Para la instalación de todas estas ostentosas viviendas, Crocker y sus socios no habían encontrado demasiada resistencia de los antiguos residentes, pero en la esquina noreste de su propia manzana, al empresario, que llevaba adquiridas 12 parcelas de 13, le surgió un enemigo inesperado. La casa de Yung era ridícula en comparación con esos inmuebles gigantescos que surgían a su alrededor. Sus vistas ya no eran tan buenas por culpa de ellos, para empezar. Y a Crocker, como magnate y gestor de un barrio exclusivo, tampoco le gustaba que una familia de clase trabajadora estropease el marco incomparable que se cernía ante él. Le ofreció 3.000 dólares (con la inflación, el equivalente a más de 83.000 dólares actuales; es decir, más de 78.000 euros) a Yung para que, como sus antiguos vecinos, se fuera. Pero no iba a ser tan sencillo. Y no es que Yung fuese ningún activista contrario a la gentrificación: simplemente, oyó que Crocker había pagado a otro la despampanante cifra de 25.000 dólares por el terreno de su casa, de manera que aspiraba a una mejor oferta.
La negociación se fue enquistando progresivamente. Crocker subió a 6.000 dólares primero y a los 9.000 después, pero el lucrativo precedente, que tal vez era un rumor o tal vez era cierto, había convencido al hombre de la funeraria de que debía mantenerse firme. Según diarios de la época, Yung anunció que se conformaría —en el amplio sentido del término— con 12.000 dólares.
La cifra era asequible para Charles Crocker, pero no para su orgullo.

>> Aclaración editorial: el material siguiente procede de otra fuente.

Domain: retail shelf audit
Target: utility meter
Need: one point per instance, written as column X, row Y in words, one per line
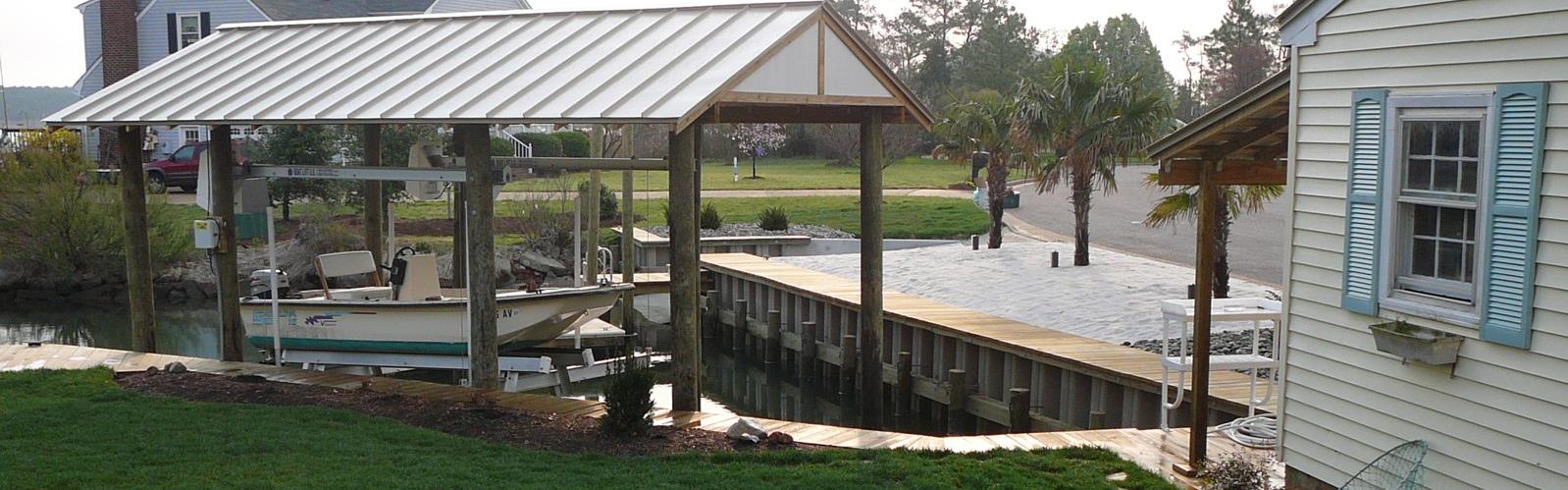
column 206, row 233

Molesto porque un humilde inmigrante le ganase el pulso, el magnate subió el tono: dio instrucciones a sus trabajadores para que los escombros resultantes de la dinamita que estaban detonando para nivelar la colina se condujesen hacia la casa de los Yung. Aquello no surtió efecto, y Crocker incrementó las hostilidades, invirtiendo 3.000 dólares (la cantidad que no quiso añadir a su última oferta) en instalar una valla de madera de casi 13 metros de altura para cubrir el hogar de la familia.
Memento mori
La instalación de una valla erigida con el propósito único de enervar a un vecino (que en inglés tiene concepto propio, spite fence o spite wall, algo así como “muro del desprecio”) está actualmente penada por la ley, pero no en la California del siglo XIX, para desgracia de Nicholas Yung y los suyos, que debieron acostumbrarse a vivir sumidos en la oscuridad, sin las vistas ni el aire fresco de aquel hogar de sus sueños que habían adquirido tiempo atrás.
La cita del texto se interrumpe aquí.